Comment faire de ces générations de véritables outils de découverte ? Pour répondre à cette question, il faut interpeller William Strauss et Neil Howe. Les deux chercheurs ont popularisé le concept de génération en Amérique avec leur livre Generations : The History of America’s Future, 1584 to 2069. L’ouvrage propose une théorie des cycles générationnels. Le premier était un touche-à-tout, à la fois auteur, dramaturge, acteur et directeur de théâtre. Le deuxième était un économiste, historien et auteur. Il a fondé l’institut de recherche Saeculum Research, qui se consacre à des études longitudinales sur les générations. Les deux chercheurs ont réussi à dresser les archétypes générationnels, ces traits communs qui unissent certains profils entre eux, selon le contexte de leur naissance.

• Les prophètes : ces individus naissent pendant une ère élevée, une période de stabilité relative. Ils deviennent souvent des idéalistes et des leaders charismatiques.

• Les nomades : nés pendant un éveil, une période de changement social et spirituel, ils sont généralement pragmatiques et individualistes.

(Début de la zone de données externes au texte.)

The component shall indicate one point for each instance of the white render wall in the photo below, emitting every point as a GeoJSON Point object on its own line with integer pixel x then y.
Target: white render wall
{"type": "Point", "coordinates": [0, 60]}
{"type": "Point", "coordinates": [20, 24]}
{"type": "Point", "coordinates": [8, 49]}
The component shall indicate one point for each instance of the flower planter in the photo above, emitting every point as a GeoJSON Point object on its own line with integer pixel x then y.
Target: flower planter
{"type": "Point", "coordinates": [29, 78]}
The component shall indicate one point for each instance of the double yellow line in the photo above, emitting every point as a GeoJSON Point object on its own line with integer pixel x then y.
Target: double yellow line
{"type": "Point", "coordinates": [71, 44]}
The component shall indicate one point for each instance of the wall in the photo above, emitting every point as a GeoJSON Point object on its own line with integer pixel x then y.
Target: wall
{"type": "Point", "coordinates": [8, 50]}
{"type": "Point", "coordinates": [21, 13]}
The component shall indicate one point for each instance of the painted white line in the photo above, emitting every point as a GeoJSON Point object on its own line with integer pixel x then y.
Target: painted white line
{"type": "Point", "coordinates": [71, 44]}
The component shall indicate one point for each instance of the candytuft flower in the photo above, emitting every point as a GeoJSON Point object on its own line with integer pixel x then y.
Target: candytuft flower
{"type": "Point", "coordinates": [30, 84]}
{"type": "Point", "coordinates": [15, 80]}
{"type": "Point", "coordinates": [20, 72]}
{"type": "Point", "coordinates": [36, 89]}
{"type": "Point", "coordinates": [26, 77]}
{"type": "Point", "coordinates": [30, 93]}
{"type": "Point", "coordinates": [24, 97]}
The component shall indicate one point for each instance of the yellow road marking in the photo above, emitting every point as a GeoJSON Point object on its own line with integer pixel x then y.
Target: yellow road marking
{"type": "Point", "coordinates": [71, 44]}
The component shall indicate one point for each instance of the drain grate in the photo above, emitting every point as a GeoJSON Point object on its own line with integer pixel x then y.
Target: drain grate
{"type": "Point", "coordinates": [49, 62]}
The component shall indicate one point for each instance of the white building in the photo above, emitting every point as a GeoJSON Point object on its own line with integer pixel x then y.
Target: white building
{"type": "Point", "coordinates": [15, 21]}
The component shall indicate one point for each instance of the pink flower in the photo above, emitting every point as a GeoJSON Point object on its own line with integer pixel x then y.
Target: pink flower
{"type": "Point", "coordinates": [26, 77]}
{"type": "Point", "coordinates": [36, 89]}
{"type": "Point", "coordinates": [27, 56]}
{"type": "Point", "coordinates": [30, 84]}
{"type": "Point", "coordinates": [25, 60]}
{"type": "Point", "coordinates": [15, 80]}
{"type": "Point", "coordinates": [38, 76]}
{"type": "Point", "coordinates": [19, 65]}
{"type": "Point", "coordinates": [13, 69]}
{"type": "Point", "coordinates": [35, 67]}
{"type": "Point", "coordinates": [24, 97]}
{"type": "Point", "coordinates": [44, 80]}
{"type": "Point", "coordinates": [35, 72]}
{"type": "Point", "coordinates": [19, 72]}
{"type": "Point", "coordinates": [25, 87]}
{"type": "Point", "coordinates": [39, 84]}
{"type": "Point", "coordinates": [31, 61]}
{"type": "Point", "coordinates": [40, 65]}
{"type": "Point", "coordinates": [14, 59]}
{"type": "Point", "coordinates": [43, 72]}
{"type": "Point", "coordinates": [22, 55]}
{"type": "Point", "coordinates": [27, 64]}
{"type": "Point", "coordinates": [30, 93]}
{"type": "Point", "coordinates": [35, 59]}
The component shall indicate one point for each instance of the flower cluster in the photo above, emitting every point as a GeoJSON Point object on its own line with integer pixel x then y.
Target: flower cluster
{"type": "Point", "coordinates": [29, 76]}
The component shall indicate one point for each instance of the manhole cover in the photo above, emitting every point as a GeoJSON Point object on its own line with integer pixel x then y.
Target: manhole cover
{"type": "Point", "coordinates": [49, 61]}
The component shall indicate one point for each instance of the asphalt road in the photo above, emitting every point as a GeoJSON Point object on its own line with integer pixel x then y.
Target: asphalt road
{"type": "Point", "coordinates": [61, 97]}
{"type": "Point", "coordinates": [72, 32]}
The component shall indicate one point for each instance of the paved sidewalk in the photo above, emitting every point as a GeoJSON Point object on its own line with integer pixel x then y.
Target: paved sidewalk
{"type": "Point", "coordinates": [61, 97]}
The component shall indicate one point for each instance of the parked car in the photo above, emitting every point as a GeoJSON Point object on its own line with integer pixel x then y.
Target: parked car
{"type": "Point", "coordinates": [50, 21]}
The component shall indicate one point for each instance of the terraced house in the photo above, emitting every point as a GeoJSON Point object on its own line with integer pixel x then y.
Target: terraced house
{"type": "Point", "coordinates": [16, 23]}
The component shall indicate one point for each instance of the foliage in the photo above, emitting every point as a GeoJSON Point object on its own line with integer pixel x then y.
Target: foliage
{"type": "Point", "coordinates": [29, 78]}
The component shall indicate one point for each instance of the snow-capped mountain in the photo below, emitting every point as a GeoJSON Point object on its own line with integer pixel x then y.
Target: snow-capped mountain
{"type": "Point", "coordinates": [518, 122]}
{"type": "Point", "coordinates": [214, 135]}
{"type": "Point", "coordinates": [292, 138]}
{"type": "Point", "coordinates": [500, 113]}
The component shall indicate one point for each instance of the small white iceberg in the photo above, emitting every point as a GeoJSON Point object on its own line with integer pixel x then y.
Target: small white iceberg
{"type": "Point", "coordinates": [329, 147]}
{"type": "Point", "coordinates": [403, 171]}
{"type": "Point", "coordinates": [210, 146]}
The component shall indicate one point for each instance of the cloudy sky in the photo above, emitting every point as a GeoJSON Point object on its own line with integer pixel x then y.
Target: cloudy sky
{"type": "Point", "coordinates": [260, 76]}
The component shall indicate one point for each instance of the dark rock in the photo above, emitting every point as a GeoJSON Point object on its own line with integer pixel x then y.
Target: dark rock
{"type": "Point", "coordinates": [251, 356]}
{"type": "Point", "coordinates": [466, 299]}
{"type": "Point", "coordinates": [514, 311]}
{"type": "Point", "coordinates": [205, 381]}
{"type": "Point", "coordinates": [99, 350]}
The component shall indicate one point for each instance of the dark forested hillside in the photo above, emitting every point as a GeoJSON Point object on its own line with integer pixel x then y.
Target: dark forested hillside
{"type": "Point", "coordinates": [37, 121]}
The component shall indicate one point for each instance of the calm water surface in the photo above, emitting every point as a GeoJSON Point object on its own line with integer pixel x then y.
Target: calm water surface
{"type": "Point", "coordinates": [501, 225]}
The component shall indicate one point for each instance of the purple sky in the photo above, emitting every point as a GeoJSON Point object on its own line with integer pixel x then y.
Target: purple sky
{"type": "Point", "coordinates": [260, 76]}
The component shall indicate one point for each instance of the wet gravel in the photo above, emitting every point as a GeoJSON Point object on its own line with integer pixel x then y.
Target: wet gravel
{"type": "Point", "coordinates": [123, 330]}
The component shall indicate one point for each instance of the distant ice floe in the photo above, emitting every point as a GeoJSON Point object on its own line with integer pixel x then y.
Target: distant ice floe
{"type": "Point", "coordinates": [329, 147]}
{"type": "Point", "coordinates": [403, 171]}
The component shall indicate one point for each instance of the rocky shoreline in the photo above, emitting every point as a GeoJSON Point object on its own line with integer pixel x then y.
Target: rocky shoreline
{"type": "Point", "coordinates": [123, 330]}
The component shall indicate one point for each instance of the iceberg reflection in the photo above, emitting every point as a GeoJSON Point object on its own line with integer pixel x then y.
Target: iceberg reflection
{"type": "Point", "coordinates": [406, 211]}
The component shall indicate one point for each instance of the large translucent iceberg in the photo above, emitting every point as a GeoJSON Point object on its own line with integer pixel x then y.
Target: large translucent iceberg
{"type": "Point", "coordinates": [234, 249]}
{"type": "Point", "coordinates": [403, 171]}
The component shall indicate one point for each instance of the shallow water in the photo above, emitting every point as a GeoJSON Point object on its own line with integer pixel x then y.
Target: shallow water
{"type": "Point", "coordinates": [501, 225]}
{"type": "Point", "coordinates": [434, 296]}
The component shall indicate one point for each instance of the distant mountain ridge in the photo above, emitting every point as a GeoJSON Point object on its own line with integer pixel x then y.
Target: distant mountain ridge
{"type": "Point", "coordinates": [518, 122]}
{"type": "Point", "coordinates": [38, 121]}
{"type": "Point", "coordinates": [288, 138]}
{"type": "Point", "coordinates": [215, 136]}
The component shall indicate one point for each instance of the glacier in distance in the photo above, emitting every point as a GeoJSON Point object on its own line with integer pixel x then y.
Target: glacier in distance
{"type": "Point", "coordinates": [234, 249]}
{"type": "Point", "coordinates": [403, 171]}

• Les héros : nés pendant une désillusion, une période de scepticisme institutionnel et de repli sur soi, ils sont souvent optimistes et orientés vers l’action.

• Les artistes : nés pendant une crise, ils sont dotés d’une grande adaptabilité et cherchent à réconcilier les divisions sociales et politiques.

Cette vision qu’ils proposent nous permet de discerner des caractéristiques beaucoup plus solides que ces articles entiers sur la « génération moi », qui tiennent plus de l’horoscope que de l’étude sociologique. Ainsi, quand vient le temps d’étudier les comportements d’un groupe générationnel, vous saurez discerner les effets de l’âge et l’époque, et mieux identifier des traits de caractère véritablement liés à une cohorte d’individus partageant un peu la même histoire.

Plutôt que de voir à répétition que la génération des jeunes d’aujourd’hui est « égoïste et connectée », je préférerais lire dans les médias – ou dans les stratégies marketing – qu’il s’agit sans doute d’une génération née en pleine désillusion (politique, économique, médiatique), donc plus sceptique, repliée sur elle-même, mais optimiste et orientée vers l’action – en somme, une génération de héros, selon le vocabulaire de Strauss et Howe.